悠然過一生 42遇上江南七怪
42遇上江南七怪
韓小瑩來不及阻止,暗歎靖兒真是太老實了,連對方的來歷底細都不知道,就邀請到家裡去。將來行走江湖,只怕會吃大虧。
郭靖卻沒注意七師父在想什麼,他本就不是聰明、心思複雜的人,歡歡喜喜的走上前,從黃裳手中拿到韁繩,拉著黃裳的馬向家中去。一路上都很高興的給黃裳介紹部落的情況,一會兒的功夫黃裳已經對部落和郭靖的情況有了大致的瞭解,郭靖甚至連自己養了一對白雕的事情都告訴了黃裳。黃裳忍不住撫額,郭靖還真是一點心計都沒有,對初次見面的人,就敢推心置腹的,卻又不得不承認,對於一個無私的對自己好的人,你很難不產生好感。
韓小瑩心中擔心郭靖,中途折去找柯鎮惡等人。她卻沒細想,若黃裳真是壞人,等她走了,不就可以下手了麼?黃裳看著她的背影,有些好笑。
剛走到蒙古包前,郭靖就大聲喊:“娘,有客人!”
黃裳也不好在騎在馬上,翻身下馬,從蒙古包內走出一個皮膚粗糙、粗手大腳、穿著蒙古人服裝的中年婦女,她對著郭靖笑道:“靖兒,哪來的客人?”
郭靖放開韁繩,把李萍拉到黃裳面前,憨厚的一笑道:“娘,這位是黃裳兄弟,他是從中原來的!”
黃裳黑線,我什麼時候成了你黃裳兄弟了!“郭大嬸,你好!”從馬上取下楊康送的一顆珍珠,塞進李萍的手中:“小小見面禮,不成敬意!”
李萍聽兒子說黃裳是中原來的,眼前一亮,她離開中原十七年,就在也沒有踏入過故土,如今見到故鄉人,心中激動無比,當下對他生了幾分親近之心,將他塞過來的珍珠又塞回去:“公子大老遠來一趟不容易,我也是中原漢人,原本住在牛家村,就是嘉興附近的一個小村子,不知道公子知不知道,十幾年前家裡遇了難,才流落到這裡混黑道的學生。公子和我都是漢人,在這裡能遇上,就儘管住下,我怎麼能收你這麼貴的東西呢!”
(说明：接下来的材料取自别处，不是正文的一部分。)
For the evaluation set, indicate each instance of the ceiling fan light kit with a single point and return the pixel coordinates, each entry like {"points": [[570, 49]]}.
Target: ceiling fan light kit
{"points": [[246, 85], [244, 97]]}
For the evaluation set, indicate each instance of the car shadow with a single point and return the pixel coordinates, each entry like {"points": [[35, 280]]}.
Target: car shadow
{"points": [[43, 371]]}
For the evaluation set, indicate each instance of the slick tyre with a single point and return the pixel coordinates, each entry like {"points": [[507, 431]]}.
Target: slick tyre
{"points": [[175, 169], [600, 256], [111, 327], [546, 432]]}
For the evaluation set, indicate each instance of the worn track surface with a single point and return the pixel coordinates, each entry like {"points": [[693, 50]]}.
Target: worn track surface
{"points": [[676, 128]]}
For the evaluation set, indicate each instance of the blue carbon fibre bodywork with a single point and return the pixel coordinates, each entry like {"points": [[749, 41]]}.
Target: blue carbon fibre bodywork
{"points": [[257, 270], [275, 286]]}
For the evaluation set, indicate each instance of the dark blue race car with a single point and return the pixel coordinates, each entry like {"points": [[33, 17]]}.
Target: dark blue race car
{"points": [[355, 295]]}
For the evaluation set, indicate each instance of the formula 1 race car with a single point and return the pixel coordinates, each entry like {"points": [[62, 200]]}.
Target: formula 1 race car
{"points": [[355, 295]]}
黃裳擔心等會柯鎮惡等人趕到,會阻止自己住在郭靖家,他不會蒙古語,可懶得去別家借宿。聽李萍提到牛家村,立刻拿曲靈風來拉關係,笑道:“牛家村我怎麼能不知道呢!我有個師兄名叫曲靈風,就住在那裡,他在那裡開了個酒館,還給自己取了個化名叫曲三,我四年前去找他時在牛家村耽過!”
“曲三?曲老闆?”李萍又驚又喜。
“咦?”黃裳故作驚訝的說:“郭大嬸認識我曲師兄?”
“是啊!不瞞公子,我亡夫叫郭嘯天,當年最是喜歡到曲老闆開的酒館裡面吃酒!”李萍臉上現出回憶的笑容,似乎又想了和郭嘯天那些美好的過去。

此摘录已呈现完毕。